A significant component of rock dissolution affecting landform development is the key element, critical to karst development. Although pseudokarst features bear a close resemblance to karst forms, they evolve in response to other dominant processes and the action of rock dissolution is not necessarily involved in their formation. Now that widespread karst on quartzites and quartz sandstones has been clearly recognised the blanket application of the term 'pseudokarst' is commonly unjustified. However, as argued by Twidale (1984) for dissolutional landforms in granite, until the formative processes are known the immediate application of the term karst to landforms with karst-like morphology may be over simplistic. Therefore, the use of distinctive names that are available and established in the literature may be preferable (Twidale, 1984).

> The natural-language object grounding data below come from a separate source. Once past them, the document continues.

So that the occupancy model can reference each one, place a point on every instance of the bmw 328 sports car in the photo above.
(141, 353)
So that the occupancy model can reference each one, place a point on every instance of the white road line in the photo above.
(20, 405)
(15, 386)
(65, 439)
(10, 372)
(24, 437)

Although dissolutional processes that act upon quartzose rocks are very different to those affecting carbonates, silica dissolution has been, and will continue to be, clearly demonstrated as having an integral role in the development of sandstone karst. Hopefully, the recognition of increasing numbers of these landforms as true karst, not pseudokarst, should prompt further much-needed critical investigation, especially of the complex chemical interactions and geotechnical effects of dissolution under a wider range of geological, geographical and climatic settings.

Acknowledgements

The Author thanks the anonymous referees who made helpful comments on an earlier draft of this paper.